The expedition returns, scientifically successful in spite of all the disadvantages of jobbery and bad management, and the round of dinners, speech-making, and festivities is begun again. Meanwhile the unhappy explorers—several of whom are quite incapacitated by sickness and the hardships they have undergone—wait in vain for their wages for months; when it is discovered that the Society is financially ruined. The business-men have sucked what they wanted out of the Association, and now the older members come forward, and are trying to rejuvenate the dried husk when Claude is first introduced to their notice by Mr. Winze. We have perhaps trespassed too long already upon the subject of the Society, or we would indulge in a sketch of the Executive Council, as the members thereof sit round the little table in the shady room with the map-covered walls. Suffice it, however, to say that the genial old mining agent, having long been a member of the Society, briefly introduces Claude. He points out that he is a scientifically-inclined young man, who is about to visit on business some property of his in Central-Northern Queensland, and that Mr. Angland is willing to collect information and data upon such subjects as the Council may suggest, without cost to the Society, in return for being accredited as its representative. The President welcomes and thanks Claude, and half an hour afterwards he says good-bye to Mr. Winze, having successfully accomplished the first item in the programme laid out for him by his new friend.

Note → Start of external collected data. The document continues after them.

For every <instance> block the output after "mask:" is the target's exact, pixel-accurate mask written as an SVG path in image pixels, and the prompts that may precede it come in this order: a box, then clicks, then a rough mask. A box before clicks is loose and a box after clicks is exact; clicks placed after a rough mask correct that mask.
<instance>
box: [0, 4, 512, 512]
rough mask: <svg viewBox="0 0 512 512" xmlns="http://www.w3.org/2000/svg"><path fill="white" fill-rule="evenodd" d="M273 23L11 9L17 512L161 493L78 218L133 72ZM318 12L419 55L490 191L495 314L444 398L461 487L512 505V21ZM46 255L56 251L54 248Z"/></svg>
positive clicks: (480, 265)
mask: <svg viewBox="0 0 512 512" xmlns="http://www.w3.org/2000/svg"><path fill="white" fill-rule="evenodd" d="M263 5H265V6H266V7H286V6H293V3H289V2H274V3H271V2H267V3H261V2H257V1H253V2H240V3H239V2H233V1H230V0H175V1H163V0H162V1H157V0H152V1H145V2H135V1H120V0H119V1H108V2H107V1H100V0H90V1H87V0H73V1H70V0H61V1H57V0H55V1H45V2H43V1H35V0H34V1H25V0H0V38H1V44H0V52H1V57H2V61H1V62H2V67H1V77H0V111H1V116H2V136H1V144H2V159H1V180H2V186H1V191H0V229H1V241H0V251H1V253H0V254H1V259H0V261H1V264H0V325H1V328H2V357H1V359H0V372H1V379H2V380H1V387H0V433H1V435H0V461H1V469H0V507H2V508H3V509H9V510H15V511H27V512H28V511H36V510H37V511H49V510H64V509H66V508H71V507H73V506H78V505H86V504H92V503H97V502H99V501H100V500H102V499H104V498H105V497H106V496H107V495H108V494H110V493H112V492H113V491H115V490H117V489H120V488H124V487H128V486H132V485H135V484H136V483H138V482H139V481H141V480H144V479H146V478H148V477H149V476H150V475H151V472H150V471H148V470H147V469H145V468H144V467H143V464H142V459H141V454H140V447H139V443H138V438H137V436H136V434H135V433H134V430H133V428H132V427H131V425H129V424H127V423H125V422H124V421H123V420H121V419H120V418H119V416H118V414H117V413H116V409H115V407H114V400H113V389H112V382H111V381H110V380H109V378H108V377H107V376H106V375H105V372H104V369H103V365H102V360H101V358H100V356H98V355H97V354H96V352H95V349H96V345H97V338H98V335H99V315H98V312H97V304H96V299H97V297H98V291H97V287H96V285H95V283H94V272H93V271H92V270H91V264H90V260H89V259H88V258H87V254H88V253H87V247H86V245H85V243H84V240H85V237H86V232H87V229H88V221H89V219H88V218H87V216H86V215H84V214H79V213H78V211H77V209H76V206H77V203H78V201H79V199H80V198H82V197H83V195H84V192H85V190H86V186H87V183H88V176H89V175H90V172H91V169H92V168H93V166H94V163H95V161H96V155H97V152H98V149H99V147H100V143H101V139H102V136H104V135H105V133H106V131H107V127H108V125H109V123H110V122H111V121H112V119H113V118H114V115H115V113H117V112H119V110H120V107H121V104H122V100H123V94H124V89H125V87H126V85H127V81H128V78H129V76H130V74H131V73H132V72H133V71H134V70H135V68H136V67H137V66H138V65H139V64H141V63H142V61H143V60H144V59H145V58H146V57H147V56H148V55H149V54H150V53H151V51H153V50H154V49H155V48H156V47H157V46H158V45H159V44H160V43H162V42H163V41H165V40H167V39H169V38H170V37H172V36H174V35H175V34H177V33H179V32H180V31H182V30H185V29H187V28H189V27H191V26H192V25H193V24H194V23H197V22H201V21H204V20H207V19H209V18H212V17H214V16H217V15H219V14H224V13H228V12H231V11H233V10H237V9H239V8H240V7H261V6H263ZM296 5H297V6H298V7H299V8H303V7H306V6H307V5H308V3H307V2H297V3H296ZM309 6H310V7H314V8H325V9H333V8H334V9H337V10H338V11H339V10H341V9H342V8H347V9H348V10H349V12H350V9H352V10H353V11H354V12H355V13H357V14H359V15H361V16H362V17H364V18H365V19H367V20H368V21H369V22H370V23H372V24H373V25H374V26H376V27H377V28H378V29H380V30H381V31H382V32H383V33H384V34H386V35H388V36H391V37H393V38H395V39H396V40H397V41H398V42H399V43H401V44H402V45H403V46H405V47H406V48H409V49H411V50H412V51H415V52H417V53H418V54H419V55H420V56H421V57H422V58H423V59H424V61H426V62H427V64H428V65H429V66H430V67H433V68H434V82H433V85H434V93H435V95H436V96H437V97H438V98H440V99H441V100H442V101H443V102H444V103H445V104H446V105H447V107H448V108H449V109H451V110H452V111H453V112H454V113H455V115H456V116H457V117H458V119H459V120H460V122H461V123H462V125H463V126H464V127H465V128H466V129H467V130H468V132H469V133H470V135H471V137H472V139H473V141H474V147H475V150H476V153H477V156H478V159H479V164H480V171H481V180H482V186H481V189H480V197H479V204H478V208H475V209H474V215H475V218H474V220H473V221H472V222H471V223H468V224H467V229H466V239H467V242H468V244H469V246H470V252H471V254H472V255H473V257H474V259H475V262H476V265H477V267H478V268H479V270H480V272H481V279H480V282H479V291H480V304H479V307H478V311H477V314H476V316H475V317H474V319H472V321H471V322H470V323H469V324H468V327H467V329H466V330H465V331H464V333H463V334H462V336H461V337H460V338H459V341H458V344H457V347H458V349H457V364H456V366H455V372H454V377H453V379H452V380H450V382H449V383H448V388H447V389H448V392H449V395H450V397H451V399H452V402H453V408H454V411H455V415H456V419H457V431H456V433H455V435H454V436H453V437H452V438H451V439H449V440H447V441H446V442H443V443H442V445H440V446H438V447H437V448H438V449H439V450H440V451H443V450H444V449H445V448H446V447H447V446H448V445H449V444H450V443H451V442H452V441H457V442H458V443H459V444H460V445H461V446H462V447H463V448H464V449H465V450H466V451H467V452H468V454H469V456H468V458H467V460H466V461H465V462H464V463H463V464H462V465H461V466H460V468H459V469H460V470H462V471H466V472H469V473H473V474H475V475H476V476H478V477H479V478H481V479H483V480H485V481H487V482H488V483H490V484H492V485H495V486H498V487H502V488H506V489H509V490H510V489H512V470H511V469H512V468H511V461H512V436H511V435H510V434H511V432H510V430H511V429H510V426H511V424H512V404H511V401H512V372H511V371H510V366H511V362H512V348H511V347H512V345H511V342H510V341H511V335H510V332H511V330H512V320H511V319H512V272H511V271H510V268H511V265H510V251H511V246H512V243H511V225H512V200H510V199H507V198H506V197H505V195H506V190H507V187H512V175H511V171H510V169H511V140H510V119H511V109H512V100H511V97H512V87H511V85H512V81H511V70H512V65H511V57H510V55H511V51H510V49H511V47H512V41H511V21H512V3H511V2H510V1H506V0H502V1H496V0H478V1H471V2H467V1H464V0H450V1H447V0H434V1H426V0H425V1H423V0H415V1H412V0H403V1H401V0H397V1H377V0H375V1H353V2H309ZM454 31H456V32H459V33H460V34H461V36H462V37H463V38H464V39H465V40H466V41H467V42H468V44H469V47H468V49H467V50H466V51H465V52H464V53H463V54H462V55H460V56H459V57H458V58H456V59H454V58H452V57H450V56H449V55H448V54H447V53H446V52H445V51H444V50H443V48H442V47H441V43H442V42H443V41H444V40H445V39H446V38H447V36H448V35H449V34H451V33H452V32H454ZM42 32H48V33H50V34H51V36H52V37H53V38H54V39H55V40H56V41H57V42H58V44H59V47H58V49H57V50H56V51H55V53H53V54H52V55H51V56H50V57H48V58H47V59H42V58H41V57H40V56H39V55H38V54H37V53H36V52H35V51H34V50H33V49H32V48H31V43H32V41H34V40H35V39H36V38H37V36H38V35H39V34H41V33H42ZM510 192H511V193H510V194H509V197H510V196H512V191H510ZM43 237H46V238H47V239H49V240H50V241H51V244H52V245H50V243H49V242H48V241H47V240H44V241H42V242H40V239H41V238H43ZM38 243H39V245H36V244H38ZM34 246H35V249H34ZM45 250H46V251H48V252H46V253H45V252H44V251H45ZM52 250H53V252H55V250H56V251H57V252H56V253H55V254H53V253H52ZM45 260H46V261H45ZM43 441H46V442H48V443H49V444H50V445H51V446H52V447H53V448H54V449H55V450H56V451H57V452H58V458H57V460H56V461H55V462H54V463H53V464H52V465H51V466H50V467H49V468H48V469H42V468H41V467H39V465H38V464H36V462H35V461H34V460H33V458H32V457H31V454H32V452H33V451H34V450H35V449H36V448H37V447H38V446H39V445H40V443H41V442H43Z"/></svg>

Claude feels light-hearted, and is intensely interested in the work before him; and he proceeds to make a few purchases of such scientific instruments as he may require in his new rôle of explorer,—a couple of aneroids, maximum and minimum thermometers, and the like. Then he sends word from a messenger-boy office for his little friend of the arches to be ready to start with him next day,—for Angland has taken his little guide of the arches under his wing entirely. Don’s parents have readily agreed to part with him to Claude, upon receiving a few greasy, crumpled pieces of paper issued by a local bank; and so altered has the child become, in the last few days, that the old expression, “his own mother wouldn’t know him,” would have actually been the case had that bedraggled, whisky-sodden lady taken the trouble to go and look at him. The general “cleaning and refitting” the youngster has undergone by Claude’s orders have so changed him that even our hero can hardly believe that his little henchman is the same child that piloted him out of the railway yard. By the advice of Mr. Inspector Chime, Don has been placed under “police supervision,” namely, at the home of a suburban constable; and here, in a week, by the motherly care of Mrs. Peeler, he has developed into a bright, good-looking little fellow, with an intense desire to become a policeman, and a large capacity for food. His pup has improved with its master, and now shows—the matted coat being treated with carbolic soap—all the points of a well-bred brown retriever. For Claude has wisely arranged that the development of the child’s good qualities should suffer no arrest, even for an instant, by being separated from the only object he has as yet learned to show unselfish kindness to.